My wife, Patricia, likes to say, “We as Christians think that we have an uphill battle trying to win the culture to Christ; well, it’s been done before in Roman times, and back then, the culture was much more abhorrent than it is today. When we show the same love the Christians demonstrated in those days; we will win over today’s culture.”
When we read the newspapers or watch the news, it seems as though the nation and the world are goingfurther and further in the wrong direction. We’re not just talking about Islamic terrorism; more and more we are talking about random, murderous acts against innocent and unknown people. Sheer evil.
Where does this come from? The only explanation is, it comes from dark hearts. I used to work for a publisher who would usually ask anybody who brought him a new problem, “What changed. Why did we not have this problem yesterday, but now have it today?” Asking, what changed was his way of isolating the circumstances so that we could find the source of the challenge.

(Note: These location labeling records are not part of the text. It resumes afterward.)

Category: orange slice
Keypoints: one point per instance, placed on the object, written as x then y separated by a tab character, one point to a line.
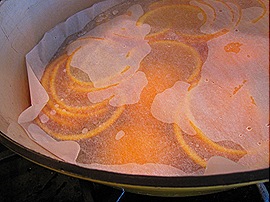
181	18
169	62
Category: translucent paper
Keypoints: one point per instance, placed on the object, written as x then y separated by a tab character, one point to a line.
169	88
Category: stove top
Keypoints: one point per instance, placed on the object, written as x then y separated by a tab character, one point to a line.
22	180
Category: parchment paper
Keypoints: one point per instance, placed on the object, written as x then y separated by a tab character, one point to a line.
68	151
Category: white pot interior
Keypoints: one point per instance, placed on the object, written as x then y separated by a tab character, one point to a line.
23	23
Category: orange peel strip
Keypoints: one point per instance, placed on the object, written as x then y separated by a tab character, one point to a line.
64	121
143	19
215	145
189	151
89	134
210	6
67	107
89	85
263	14
231	10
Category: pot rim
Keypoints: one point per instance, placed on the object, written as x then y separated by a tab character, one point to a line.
135	180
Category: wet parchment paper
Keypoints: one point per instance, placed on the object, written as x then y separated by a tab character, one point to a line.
68	151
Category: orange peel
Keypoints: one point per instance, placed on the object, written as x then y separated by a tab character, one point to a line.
89	134
167	17
188	150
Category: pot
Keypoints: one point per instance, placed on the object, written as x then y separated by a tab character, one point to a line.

Bringing that approach to the dark and evil forces which indwell the hearts of the people who are carrying out heinous acts against their fellow human beings, we ask, “Why was America not like this in the past decades, but now it is?” We as Christians know the answer. It is encapsulated in Luke’s account in the Bible: A good man brings good things out of the good stored up in his heart, and an evil man brings evil things out of the evil stored up in his heart.
So we ask, why are we seeing so much more evil? The Roman world overwhelmingly threw off their pagan ways and took on Christ’s message of love for one’s fellow man. Why did they do so? They witnessed such peace in Christ’s followers and encountered such tremendous selflessness, such enormous generosity, such overpowering love in those who had turned their lives over to Christ that they put their dark lives behind them to become children of light.
This same fervor swept the entire Western World for the last couple of millennia. The movement was so strong that it brought many of America’s earlier settlers to our shores, from places where they felt religiously oppressed. We are now witnessing a palpable flagging of faith, however. Look at the older communities; we see multiple churches in proximity to one another, many of them large and expensive edifices. That speaks loudly of the hearts of the believers of that day. While the building of new churches has continued, it is at a much-reduced level.
What about church attendance? When I was a child, all the families I knew attended church; that’s no longer the case. While there are numerous kind and generous people who don’t profess belief in God, we know from Jeremiah 17:9 that man’s basic nature is dark: “The heart is more deceitful than all else and is desperately sick; who can understand it?” As Christians, we know how Christ works on us to remake our selfish nature into His loving nature. We know that without constantly seeking His help, we could not hope to exemplify the life of love He lived 2,000 years ago.